CODED-SMOOTHING: Coding Theory Helps Generalization
This addresses the problem of model overfitting and vulnerability to attacks for ML practitioners, though it appears incremental as it adapts an existing paradigm from distributed computing.
The paper tackles the problem of improving generalization and adversarial robustness in machine learning models by introducing a coded-smoothing module that regularizes learning through linear combinations of data, achieving state-of-the-art robustness against gradient-based adversarial attacks.

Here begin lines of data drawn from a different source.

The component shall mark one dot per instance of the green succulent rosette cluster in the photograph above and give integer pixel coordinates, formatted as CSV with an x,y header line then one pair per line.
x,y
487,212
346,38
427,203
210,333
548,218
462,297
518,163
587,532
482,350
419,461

We introduce the coded-smoothing module, which can be seamlessly integrated into standard training pipelines, both supervised and unsupervised, to regularize learning and improve generalization with minimal computational overhead. In addition, it can be incorporated into the inference pipeline to randomize the model and enhance robustness against adversarial perturbations. The design of coded-smoothing is inspired by general coded computing, a paradigm originally developed to mitigate straggler and adversarial failures in distributed computing by processing linear combinations of the data rather than the raw inputs. Building on this principle, we adapt coded computing to machine learning by designing an efficient and effective regularization mechanism that encourages smoother representations and more generalizable solutions. Extensive experiments on both supervised and unsupervised tasks demonstrate that coded-smoothing consistently improves generalization and achieves state-of-the-art robustness against gradient-based adversarial attacks.